The rules pertaining to unlimited companies are to be found in Part 19 of the Act.
The name of the unlimited company must now end in the words “unlimited company”, which (after registration) can be abbreviated to u.c. (or uc), or “cuideachta neamhtheoranta”, which can be abbreviated to c.n. (or cn).
The constitution of an unlimited company will consist of a memorandum and articles of association. The existing memorandum and articles of association of an unlimited company shall, unless they are inconsistent with a mandatory provision in the Act, continue in force and references to any provision of the prior Companies Acts shall be read as references to the corresponding provisions of the Act. Clearly this could lead to confusion and interpretation issues and it is recommended that unlimited companies make any changes to their articles of association as are necessary to ensure they are consistent with the Act.
During the Transition Period (the period commencing 1 June 2015 and ending on 30 November 2016) an existing unlimited company may omit the words “unlimited company” etc., unless it has filed a revised constitution (simply changing its name to include the words “unlimited company”) in the Companies Registration Office (“CRO”). At the end of the Transition Period and even if it has not filed a revised constitution, it shall be deemed to have changed its name by the addition of the relevant words and the CRO will issue a revised certificate of incorporation.
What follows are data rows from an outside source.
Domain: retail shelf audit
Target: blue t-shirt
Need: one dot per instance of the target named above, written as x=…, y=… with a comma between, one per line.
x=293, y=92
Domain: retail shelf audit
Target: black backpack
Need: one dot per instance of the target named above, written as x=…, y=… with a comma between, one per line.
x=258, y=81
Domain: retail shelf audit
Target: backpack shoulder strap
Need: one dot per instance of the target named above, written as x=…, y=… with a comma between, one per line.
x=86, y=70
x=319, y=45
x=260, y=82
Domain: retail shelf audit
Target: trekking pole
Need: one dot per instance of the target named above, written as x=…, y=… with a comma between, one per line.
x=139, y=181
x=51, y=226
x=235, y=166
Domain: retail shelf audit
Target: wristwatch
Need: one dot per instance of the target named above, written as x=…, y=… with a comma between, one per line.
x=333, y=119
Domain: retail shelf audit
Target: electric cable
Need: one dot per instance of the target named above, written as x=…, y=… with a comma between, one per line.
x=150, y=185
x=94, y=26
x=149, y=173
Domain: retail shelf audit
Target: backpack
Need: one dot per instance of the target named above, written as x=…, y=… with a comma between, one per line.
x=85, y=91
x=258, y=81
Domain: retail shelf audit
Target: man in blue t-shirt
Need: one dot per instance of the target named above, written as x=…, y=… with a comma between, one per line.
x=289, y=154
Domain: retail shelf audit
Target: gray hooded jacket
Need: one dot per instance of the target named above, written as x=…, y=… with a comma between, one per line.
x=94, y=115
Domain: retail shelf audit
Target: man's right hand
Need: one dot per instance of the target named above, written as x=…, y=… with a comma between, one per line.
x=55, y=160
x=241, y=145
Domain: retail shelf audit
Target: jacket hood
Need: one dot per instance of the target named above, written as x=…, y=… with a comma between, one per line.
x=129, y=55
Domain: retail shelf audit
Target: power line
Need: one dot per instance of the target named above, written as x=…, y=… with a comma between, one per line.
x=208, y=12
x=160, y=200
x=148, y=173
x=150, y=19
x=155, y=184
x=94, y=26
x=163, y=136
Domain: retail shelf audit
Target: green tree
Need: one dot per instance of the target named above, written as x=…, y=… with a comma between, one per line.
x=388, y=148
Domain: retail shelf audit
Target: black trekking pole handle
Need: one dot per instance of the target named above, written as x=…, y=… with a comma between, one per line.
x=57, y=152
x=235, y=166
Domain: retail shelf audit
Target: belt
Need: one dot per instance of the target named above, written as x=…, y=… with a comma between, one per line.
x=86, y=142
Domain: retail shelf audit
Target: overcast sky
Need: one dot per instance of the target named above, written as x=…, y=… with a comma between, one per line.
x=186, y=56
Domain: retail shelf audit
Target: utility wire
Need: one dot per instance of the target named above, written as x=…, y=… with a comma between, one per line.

Upon changing its name, or at the end of the Transition Period, the unlimited company will need to make changes to its stationery, website, company seal etc. as well as notify all relevant third parties, such as banks, registration authorities etc.
The following are some of the new provisions in the Act applying to unlimited companies:
- any reserve arising on a reduction of share capital shall be distributable (previously there were restrictions on this);
- the rule that distributions may only be made from distributable reserves no longer applies to unlimited companies;
- an unlimited company may have only one member (previously had to have two – many group companies have nominee shareholders to fulfil this requirement);
- an unlimited company having one member may dispense with the holding of an annual general meeting.